In 1981 Alison Roe won the Boston and New York marathons, shooting herself into the pantheon of New Zealand's most celebrated sports people.
In one of those quirks, it was also the year Kimberley Smith was born. A few days ago, Smith finished eighth in the London marathon, in the process eclipsing Roe's 29-year-old New Zealand marathon record from that Boston run.
Given the calibre of the field, it was a seriously impressive performance. In just her second marathon, having failed to finish in New York last year, she clocked 2h 25min 21s, eclipsing Roe's 2:26.46.
In Roe's mind, Smith is New Zealand's finest woman runner.
The London time gives Smith eight current New Zealand records.
But her sights are set on longer targets, and the marathon is shaping as her game for the immediate future, particularly the London Olympics in 2012.
And yet while Valerie Vili and Nick Willis of the current crop of athletes are the names most easily recognised, Smith's is not, outside the athletic community.
Why? Two reasons.
Smith went to Providence College in Rhode Island in 2002 and she hasn't looked back. A string of substantial achievements since entering the American college system have made her one of the big drawcards in women's athletics there.
She's got agents, and Reebok sponsor her. Life is pretty good.
On top of that, the Papakura-raised Smith hasn't emulated Vili and Willis and been on a world champs or Olympic podium. In that respect, she has a tough job, given the calibre and depth of her rivals.
Roe is a big fan of Smith and was thrilled her record was gone - "Let's face it, no record should last that long".
Roe agreed making a blue riband podium is key to Smith's profile rising into mainstream New Zealand sports consciousness.
"Anybody who understands athletics and has seen the times Kimberley has run would have to acknowledge how brilliant she is," she said.
"I'm sure it's going to happen. It's quite clear to me she's going to do it.
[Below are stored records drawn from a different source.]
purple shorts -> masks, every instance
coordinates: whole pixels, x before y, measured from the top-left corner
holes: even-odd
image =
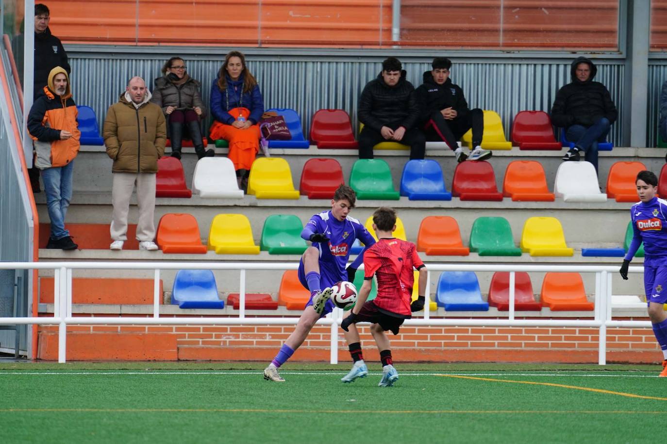
[[[667,266],[644,266],[644,289],[646,303],[667,302]]]

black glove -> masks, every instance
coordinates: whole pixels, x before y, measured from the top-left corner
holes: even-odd
[[[418,296],[417,299],[412,301],[412,304],[410,304],[410,311],[412,312],[421,312],[424,310],[424,302],[426,298],[424,296]]]
[[[348,332],[349,330],[348,329],[350,328],[350,324],[354,324],[354,322],[356,320],[357,315],[350,312],[350,316],[344,319],[343,322],[340,323],[340,328],[346,332]]]
[[[311,242],[325,242],[329,240],[329,238],[323,233],[313,233],[308,240]]]
[[[623,278],[623,280],[628,280],[628,266],[630,266],[630,261],[624,260],[623,265],[621,266],[621,269],[618,270],[618,272],[621,274],[621,277]]]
It's just a matter of time because she is the best runner New Zealand has ever produced."
Smith was initially unaware she had eclipsed Roe's record until she crossed the finish line 3.21s behind Russian winner Liliya Shobukhova.
"I didn't even know what it was. I wasn't too concerned with it, I just wanted to finish.
"It's crazy New Zealand hasn't had any faster marathon runners [since 1981] but hopefully I can take the mark down a little further than that," she said from Providence yesterday.
"For me it was definitely a step into the unknown. You don't know how you'll feel after 20 miles and can't really train for that feeling. But I was quite surprised; I was expecting a lot more pain; now I can't wait to do another one."
Which is most likely to come at either Chicago or New York in October-November.
Smith is targeting 2h 20min. That mark has been eclipsed just 20 times, and by only nine people. Englishwoman Paula Radcliffe's stunning 2:15.25, set seven years ago, is the current world record.
Moving from the track to the road has involved a significant mental shift, adjusting to a longer, slower training regime.
"The training is definitely harder, doing long runs by yourself is pretty mentally draining, and trying to wrap my head around the distance and longer workouts has been a struggle sometimes. But this is a new focus for me and it's been exciting."
African dominance on the track does not transfer quite so markedly to the road, where Europe is loaded with plenty of top class runners. But Smith likes the challenge.
"It's a little more open. Anyone can win on the day and depending on how people are feeling."
She was feeling good when she broke her own national half-marathon record at New Orleans last February, finishing second in 1:07.55. Only 22 women have completed the distance faster; it was only 3s off the quickest half ever run in the US.
London will be Smith's third Olympics. She was 11th in the heats of the 5000m at Athens six years ago; ninth in the 10,000m final in Beijing in 2008. Next stop the marathon. There is a clear pattern.
Not that Smith sees herself abandoning the track altogether. Call it a sabbatical for now. But you get a feeling Smith's best may yet be ahead of her.
Kimberley Smith's New Zealand record haul
* 3000m: 8min 35.31, July 2007, Monaco.
* 5000m: 14:45.93, July 2008, Rome.
* 10,000m: 30:35.54, May 2008, Stanford.
* Half marathon: 1h 7min 55s, February 2010, New Orleans.
* Marathon: 2:25.21, April 2010, London.
* One mile: 4:24.14, February 2008, Boston.
* 3000m: 8:38.14, January 2007, Boston.
* 5000m: 14:39.89, February 2009, New York.